Kratie: delfini del Mekong e tramonti in moto
Kratie: delfini del Mekong e tramonti in moto. È esattamente quello che ho trovato: delfini d'acqua dolce e un tramonto sul Mekong mentre giravo in moto, ma non è tutto oro quel che luccica. Ecco cosa ho visto a agosto (adesso) e cosa mi ha un pò deluso.
Quando andare: la stagione secca da novembre a febbraio sarebbe ideale, ma io sono capitato ad agosto, piena stagione delle piogge. Il fiume è alto e marrone, i delfini si vedono lo stesso ma con meno chiarezza. I tramonti invece sono spettacolari perché le nuvole si colorano di arancione e viola. Se potessi scegliere, eviterei luglio-agosto perché il caldo è umido e zanzare ovunque. Meglio da novembre in poi.
Come arrivarci: da Phnom Penh ho preso un bus notturno, circa 6 ore, pagato 10 dollari. Da Siem Reap invece sono 8 ore circa, sempre con bus locali. La strada è asfaltata fino a Kampong Cham, poi diventa più sterrata, ma niente di impossibile. In città ci si muove a piedi o in bicicletta, ma per i tramonti serve una moto. Ho noleggiato una moto semi-automatica per 8 dollari al giorno, senza assicurazione (rischio). Il benzinaio in centro vende a 1 dollaro al litro.
Budget generale: Kratie è economico. Una camera in guesthouse con ventilatore l'ho pagata 6 dollari. Cena da street food 2-3 dollari, un pasto al ristorante 5 dollari. L'ingresso per vedere i delfini costa 5 dollari (entrata al villaggio di Kampi, che è a 15 km a nord). In totale con alloggio, trasporti, cibo e attività, 3 giorni mi sono costati meno di 60 dollari, senza contare la moto. Si può stare anche più bassi dormendo in dormitorio.

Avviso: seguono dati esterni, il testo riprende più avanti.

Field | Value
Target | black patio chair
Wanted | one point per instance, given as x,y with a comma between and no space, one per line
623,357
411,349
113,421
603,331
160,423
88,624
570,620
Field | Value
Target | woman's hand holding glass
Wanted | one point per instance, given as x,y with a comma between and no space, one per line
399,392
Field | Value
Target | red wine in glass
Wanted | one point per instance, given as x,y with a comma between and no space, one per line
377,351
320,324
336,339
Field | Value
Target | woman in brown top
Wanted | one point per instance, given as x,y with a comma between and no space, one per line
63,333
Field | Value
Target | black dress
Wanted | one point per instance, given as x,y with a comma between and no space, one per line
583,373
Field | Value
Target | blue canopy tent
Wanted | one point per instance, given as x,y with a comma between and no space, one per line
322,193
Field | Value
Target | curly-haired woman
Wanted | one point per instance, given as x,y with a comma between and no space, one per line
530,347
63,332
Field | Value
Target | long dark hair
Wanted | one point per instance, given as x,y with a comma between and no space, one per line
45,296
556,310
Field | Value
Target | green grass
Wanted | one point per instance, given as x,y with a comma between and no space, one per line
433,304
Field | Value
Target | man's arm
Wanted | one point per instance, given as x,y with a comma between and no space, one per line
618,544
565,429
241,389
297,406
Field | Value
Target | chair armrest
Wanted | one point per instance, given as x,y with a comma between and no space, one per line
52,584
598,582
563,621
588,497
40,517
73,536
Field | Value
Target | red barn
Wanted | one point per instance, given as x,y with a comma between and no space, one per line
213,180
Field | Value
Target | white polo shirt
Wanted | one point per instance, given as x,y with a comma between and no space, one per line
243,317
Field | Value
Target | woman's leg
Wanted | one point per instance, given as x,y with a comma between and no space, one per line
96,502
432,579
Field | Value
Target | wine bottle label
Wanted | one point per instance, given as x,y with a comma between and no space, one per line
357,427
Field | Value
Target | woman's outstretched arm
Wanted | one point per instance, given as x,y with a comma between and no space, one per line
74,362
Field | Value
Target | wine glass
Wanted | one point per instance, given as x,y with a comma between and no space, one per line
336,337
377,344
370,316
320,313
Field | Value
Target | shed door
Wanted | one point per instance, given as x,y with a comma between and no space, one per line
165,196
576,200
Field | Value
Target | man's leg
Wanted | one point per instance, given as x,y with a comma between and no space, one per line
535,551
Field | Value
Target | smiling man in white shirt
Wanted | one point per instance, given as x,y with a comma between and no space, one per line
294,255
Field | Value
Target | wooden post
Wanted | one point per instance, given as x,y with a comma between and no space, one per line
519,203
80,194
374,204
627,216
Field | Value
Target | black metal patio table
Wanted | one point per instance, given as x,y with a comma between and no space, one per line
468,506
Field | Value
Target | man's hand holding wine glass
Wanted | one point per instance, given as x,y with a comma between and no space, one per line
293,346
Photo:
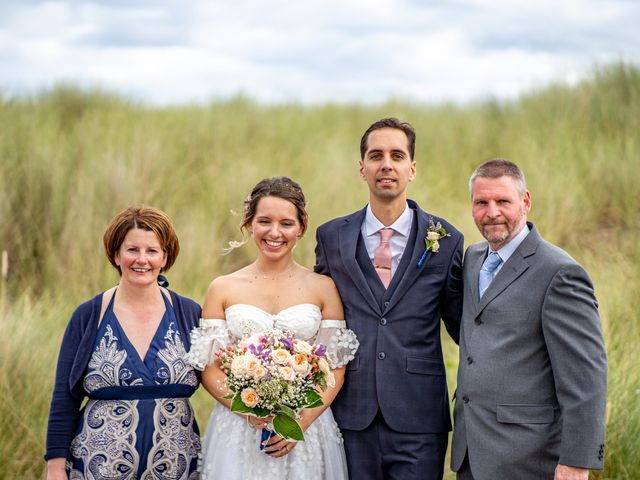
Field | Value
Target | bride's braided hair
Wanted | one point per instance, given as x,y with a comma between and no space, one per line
281,187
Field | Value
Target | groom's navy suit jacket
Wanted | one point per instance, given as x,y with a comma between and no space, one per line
398,369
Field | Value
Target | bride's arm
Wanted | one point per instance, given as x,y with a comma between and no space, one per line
213,379
331,306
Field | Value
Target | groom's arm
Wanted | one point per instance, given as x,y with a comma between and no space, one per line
321,265
451,297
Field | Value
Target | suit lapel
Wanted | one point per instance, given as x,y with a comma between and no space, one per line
411,272
349,234
473,281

Cosa non perdere: il villaggio dei delfini a Kampi. Si arriva con la moto, si paga e si sale su una barca lunga e stretta per circa 40 minuti. I delfini del Mekong sono pochi, ma se c'è calma si vedono saltare. Meglio andare la mattina presto (6:30) quando il fiume è più tranquillo. Il tramonto invece: salire sulla moto e andare verso sud, oltre il ponte di Kratie, fino a un punto dove la strada costegia il fiume. Lì si ferma e si guarda il sole che sparisce dietro le isole sabbiose. Spettacolare.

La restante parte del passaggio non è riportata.